Si les clients étaient considérés comme des êtres humains

La nouvelle mode du "customer relationship management" a le mérite de rappeler les bonnes vieilles bases du commerce, réel ou virtuel.

Jean-Christophe Zwick (associé de CatalyzNet, Genève)

Illustration :
De l'égocentrisme de Swisscom à l'empathie de France Telecom

Dans les années soixante, période où le marketing a non seulement conquis ses lettres de noblesse, mais aussi sa réputation sulfureuse, il était de bon ton de privilégier la vente à tout prix. Le concept en vigueur voulait qu'il soit indispensable de déployer d'importants efforts de persuasion pour que l'acheteur se décide à acquérir le produit "proposé". Cette technique "du vendeur d'encyclopédies" est encore parfois en vigueur dans certains domaines d'activité. Dans la logique de cette optique, pourquoi s'occuper des attentes des clients, puisque l'entrepreneur sait bien mieux ce qui fera leur bonheur?
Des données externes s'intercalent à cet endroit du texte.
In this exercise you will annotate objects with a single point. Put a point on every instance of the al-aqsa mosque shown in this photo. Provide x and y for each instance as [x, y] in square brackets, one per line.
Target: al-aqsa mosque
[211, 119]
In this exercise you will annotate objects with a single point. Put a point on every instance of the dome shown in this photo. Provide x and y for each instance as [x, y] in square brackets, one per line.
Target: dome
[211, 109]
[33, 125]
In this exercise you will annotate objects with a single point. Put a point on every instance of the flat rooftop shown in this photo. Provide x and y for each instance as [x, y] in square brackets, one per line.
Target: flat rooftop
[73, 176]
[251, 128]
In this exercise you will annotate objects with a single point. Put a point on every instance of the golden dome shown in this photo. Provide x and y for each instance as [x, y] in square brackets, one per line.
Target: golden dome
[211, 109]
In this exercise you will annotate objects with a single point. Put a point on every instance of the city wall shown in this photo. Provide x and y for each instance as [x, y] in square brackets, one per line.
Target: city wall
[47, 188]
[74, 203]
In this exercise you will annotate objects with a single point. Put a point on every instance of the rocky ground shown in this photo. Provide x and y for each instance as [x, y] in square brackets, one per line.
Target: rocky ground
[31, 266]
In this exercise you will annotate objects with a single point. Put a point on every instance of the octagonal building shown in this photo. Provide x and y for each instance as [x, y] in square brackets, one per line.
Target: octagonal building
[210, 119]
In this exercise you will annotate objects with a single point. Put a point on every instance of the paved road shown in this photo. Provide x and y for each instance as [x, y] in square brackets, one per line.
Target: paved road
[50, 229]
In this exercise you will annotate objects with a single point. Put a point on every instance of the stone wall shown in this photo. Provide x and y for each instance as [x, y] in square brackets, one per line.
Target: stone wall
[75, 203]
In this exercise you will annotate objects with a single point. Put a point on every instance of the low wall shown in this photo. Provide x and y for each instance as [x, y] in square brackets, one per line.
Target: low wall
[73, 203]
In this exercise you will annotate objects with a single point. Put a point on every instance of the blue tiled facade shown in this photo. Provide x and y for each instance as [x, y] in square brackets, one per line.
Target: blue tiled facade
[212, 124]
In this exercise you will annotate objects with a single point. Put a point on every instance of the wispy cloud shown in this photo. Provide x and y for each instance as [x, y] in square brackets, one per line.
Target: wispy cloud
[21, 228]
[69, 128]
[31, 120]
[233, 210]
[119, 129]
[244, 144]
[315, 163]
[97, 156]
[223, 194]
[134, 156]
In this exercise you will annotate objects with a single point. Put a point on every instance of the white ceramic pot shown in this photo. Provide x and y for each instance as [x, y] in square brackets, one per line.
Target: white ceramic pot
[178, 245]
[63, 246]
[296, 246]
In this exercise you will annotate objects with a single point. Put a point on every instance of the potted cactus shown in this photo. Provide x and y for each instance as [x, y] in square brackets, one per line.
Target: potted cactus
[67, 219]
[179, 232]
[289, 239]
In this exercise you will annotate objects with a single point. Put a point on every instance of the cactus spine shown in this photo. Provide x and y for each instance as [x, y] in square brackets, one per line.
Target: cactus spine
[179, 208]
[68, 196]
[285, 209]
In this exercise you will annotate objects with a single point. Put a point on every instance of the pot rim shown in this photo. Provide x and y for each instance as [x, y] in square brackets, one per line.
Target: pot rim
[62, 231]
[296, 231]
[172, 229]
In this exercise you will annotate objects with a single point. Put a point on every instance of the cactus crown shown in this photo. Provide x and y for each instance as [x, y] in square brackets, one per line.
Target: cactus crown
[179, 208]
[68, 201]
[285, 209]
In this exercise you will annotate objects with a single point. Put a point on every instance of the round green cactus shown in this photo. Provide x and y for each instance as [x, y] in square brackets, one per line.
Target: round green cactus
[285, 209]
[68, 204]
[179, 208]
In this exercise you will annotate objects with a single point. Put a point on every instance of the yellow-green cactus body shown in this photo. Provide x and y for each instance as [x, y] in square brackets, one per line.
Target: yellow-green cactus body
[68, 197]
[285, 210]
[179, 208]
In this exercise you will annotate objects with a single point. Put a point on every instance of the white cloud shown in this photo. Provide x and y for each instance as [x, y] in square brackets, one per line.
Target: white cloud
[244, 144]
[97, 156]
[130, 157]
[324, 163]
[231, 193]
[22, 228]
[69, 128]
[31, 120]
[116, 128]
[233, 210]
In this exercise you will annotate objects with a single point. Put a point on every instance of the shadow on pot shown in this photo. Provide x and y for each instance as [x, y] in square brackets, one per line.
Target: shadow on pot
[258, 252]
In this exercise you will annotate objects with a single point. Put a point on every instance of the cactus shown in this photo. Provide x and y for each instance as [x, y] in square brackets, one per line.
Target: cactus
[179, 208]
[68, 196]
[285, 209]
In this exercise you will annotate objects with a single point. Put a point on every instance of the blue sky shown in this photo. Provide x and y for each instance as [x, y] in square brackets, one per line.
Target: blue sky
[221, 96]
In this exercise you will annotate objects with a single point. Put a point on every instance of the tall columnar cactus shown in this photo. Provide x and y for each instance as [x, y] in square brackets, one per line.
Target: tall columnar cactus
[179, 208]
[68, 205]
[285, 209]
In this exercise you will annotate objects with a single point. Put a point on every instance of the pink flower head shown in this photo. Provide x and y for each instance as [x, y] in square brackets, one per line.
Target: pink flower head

En outre, la relation avec le client avait l'avantage d'être limitée à la durée nécessaire pour la "persuasion", et se terminait avec la conclusion de la vente. On était dans une logique "prends l'oseille et tire-toi!", où le client n'était défini que par un seul paramètre : sa capacité financière. Cette vision simplificatrice avait l'avantage d'être facile à manier.

Dès 1967, Philip Kotler a tenté d'éduquer les entreprises grâce à la publication de "Marketing Management", un ouvrage qui fait toujours autorité et qui en est à sa neuvième édition. Son message était à la fois simple et révolutionnaire: il est plus facile d'offrir aux clients ce qu'ils désirent que de les persuader d'acheter ce qu'ils ne veulent pas.

Une lapalissade? Pas autant qu'il y paraît! "Offrir aux clients ce qu'ils désirent" impose de connaître, non seulement les clients, mais aussi leurs attentes et leurs désirs, et oblige certains entrepreneurs à sortir de leur tour d'ivoire pour aller à la rencontre du marché et de "ces clients sans qui le commerce serait si facile".

Cette nouvelle vision implique également que la relation entre client et fournisseur dure au-delà de la vente (on veut savoir si le client est satisfait et on tente de le fidéliser), mais commence aussi avant la vente afin de connaître ses désirs. Il importe donc de créer une relation durable, qui va profiter aussi bien au vendeur qu'au client, et qui peut être gérée grâce aux principes du "customer relationship management".

Il est intéressant de voir que de grandes entreprises (assurances, banques) découvrent ce principe à l'occasion de la mise sur le marché d'un outil informatique, alors que l'épicier de quartier l'applique depuis longtemps sans avoir fait de longues études de marketing.

Rien n'est simple, tout se complique! Il faut maintenant bien admettre que le client est une créature humaine, bourrée de sentiments et de perceptions, percluse d'idéaux et d'échelles de valeur, et dotée d'une certaine capacité d'analyse. Et que chaque individu est différent de son voisin.

"La relation avec le client crée confiance et fidélité"

Bien entendu, il n'est pas toujours possible de concevoir des stratégies pour chacun de ces individus, mais il suffit de faire un pas dans leur direction. Ceci est sensible dans le domaine du commerce électronique, et explique le succès important du commerce entre industriels (Business to Business) par rapport au marché des biens de consommation (Business to Consumer). De tout temps, le client a été au centre du commerce entre industriels. Le nombre restreint de clients potentiels et la valeur élevée des achats a permis de créer ainsi des relations parfois très étroites entre partenaires commerciaux.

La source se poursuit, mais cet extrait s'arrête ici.